From what you have seen or heard about the situation in Iraq, what should the United States do now? Should the U.S. increase the number of U.S. troops in Iraq, keep the same number of U.S. troops in Iraq as there are now, decrease the number of U.S. troops in Iraq, or remove all its troops from Iraq?

Eleven months ago, only four percent of people said "increase troops." Thirty-six wanted to keep troops at the 120,000 level. Twenty-eight percent wanted to decrease troop numbers, 29 percent wanted to start pulling them out.

What's happened since then? Well, the war has gotten more and more unpopular. Disapproval of Bush's policy was in the low 60s, and now it's in the high 60s. Concurrently, support for a troop increase was going up. In the last poll before the midterm, the numbers were: 16 percent for increase, 27 for status quo, 26 for decrease, 24 for withdrawal. In the latest poll, the curve has inverted from that original poll. Now "increase" is the second most popular option for Iraq at 26 percent. "Remove all" is at 28, basically unchanged from a year ago. "Keep the same" and "decrease" have plunged, and all those fence-sitters have become pro-increase.

So as Iraq continued its steady political and strategic implosion, more and more people (but to fair, a maximum of 1/4) decided it was time to double down.

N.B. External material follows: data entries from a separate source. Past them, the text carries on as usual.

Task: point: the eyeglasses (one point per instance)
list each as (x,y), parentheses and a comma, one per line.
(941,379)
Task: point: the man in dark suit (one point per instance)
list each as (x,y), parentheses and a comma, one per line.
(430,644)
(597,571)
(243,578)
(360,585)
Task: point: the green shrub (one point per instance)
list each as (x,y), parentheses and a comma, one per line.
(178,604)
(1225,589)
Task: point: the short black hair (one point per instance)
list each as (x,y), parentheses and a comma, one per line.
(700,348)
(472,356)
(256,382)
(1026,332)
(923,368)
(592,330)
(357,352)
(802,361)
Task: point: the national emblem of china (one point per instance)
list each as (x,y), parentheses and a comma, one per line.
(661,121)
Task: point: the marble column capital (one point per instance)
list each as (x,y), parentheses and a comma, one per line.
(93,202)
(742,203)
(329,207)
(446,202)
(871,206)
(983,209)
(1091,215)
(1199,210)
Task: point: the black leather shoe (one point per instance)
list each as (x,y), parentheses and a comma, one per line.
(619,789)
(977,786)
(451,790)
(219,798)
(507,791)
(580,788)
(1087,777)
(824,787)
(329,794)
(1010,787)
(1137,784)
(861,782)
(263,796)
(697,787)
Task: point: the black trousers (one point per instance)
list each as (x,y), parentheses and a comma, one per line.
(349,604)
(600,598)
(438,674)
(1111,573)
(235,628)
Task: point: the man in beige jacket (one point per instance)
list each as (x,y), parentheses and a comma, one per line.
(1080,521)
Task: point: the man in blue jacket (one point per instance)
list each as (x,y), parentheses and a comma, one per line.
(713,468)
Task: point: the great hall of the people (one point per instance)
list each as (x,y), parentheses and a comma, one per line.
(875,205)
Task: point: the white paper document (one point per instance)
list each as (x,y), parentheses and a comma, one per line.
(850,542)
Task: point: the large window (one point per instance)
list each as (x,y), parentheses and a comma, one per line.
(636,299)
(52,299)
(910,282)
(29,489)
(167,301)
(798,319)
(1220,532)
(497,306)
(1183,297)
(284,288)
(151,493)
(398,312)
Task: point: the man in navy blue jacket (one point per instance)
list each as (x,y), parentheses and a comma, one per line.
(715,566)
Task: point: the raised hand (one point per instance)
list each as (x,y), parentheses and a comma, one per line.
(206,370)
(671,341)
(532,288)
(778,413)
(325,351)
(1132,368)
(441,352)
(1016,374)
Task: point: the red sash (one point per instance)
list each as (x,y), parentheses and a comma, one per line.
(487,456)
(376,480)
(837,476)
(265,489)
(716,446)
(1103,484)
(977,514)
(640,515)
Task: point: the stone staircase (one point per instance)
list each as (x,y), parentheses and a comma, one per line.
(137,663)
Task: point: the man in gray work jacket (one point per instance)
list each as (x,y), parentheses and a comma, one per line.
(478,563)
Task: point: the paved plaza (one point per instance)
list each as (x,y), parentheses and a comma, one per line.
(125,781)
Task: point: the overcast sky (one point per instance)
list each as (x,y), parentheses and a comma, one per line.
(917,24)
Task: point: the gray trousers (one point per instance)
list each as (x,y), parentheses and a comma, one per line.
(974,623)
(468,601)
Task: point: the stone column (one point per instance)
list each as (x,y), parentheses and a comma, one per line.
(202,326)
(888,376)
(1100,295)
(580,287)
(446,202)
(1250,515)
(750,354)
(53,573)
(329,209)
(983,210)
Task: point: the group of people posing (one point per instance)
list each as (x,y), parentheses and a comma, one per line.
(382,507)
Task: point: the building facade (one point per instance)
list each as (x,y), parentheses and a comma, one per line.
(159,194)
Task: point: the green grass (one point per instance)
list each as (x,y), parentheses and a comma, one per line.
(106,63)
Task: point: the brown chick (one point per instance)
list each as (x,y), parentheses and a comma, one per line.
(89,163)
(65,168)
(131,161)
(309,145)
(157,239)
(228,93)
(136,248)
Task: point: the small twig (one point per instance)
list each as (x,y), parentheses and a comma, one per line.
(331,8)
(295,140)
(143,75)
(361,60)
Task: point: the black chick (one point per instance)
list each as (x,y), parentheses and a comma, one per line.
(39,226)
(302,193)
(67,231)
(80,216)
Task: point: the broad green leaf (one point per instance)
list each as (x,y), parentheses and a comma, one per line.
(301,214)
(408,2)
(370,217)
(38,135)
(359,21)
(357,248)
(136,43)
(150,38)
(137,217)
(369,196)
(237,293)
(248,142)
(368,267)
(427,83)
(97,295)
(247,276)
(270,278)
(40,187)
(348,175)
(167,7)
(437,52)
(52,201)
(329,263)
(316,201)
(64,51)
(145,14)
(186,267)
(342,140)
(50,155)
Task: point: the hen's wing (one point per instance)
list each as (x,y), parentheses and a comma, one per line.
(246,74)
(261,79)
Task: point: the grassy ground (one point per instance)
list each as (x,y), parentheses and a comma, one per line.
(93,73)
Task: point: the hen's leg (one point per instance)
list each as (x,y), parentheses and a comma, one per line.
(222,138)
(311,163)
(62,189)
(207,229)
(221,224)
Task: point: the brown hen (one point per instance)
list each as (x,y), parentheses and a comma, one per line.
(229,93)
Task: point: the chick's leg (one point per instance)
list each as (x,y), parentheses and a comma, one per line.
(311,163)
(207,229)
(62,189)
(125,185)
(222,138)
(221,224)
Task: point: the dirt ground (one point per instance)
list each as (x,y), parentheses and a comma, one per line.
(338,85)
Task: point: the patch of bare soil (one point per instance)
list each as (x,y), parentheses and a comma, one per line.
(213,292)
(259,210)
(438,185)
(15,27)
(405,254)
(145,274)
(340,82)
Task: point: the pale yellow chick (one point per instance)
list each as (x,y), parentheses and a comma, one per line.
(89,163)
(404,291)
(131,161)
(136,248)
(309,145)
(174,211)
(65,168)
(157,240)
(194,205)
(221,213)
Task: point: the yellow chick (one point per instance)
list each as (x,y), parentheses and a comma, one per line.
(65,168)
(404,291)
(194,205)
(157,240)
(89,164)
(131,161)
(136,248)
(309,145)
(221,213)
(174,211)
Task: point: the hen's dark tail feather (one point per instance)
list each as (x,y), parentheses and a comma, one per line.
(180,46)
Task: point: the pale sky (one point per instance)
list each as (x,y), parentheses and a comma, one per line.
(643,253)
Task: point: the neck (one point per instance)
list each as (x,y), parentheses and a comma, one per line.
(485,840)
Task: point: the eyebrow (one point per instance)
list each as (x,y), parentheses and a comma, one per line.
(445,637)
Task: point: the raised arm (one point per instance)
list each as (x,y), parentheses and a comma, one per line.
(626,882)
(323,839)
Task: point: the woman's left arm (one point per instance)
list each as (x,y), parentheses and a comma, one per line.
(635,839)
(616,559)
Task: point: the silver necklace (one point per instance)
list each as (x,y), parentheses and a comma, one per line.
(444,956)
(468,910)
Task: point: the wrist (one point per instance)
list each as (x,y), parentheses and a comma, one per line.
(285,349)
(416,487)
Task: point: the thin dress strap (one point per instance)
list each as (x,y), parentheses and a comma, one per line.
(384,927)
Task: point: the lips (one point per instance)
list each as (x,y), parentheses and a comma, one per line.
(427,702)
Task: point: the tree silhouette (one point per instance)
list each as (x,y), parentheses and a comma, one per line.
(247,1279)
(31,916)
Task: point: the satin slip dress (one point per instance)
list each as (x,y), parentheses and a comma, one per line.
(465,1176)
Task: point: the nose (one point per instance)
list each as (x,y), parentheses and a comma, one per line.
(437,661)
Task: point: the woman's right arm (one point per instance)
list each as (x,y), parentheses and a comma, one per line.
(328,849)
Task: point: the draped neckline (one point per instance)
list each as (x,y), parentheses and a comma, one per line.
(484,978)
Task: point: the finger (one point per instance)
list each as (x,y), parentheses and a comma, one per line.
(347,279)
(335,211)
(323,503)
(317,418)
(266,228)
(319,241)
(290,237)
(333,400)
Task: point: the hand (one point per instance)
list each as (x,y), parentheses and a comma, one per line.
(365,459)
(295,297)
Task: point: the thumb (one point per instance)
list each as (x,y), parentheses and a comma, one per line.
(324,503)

W, as the kids say, TF? One answer's in this Foreign Policy article by Daniel Kahneman and Jonathan Renshon.

Imagine, for example, the choice between:

Option A: A sure loss of $890

Option B: A 90 percent chance to lose $1,000 and a 10 percent chance to lose nothing.

In this situation, a large majority of decision makers will prefer the gamble in Option B, even though the other choice is statistically superior. People prefer to avoid a certain loss in favor of a potential loss, even if they risk losing significantly more. When things are going badly in a conflict, the aversion to cutting one's losses, often compounded by wishful thinking, is likely to dominate the calculus of the losing side. This brew of psychological factors tends to cause conflicts to endure long beyond the point where a reasonable observer would see the outcome as a near certainty. Many other factors pull in the same direction, notably the fact that for the leaders who have led their nation to the brink of defeat, the consequences of giving up will usually not be worse if the conflict is prolonged, even if they are worse for the citizens they lead.

The article is about leaders, not voters, but the argument applies. The problem for out-of-Iraq thinkers/politicians is to convince voters that the choice is between a sure loss of $890 and a sure loss of $10,000, no chance of winning. Oh, and to convince the voters that they should never trust this croupier again.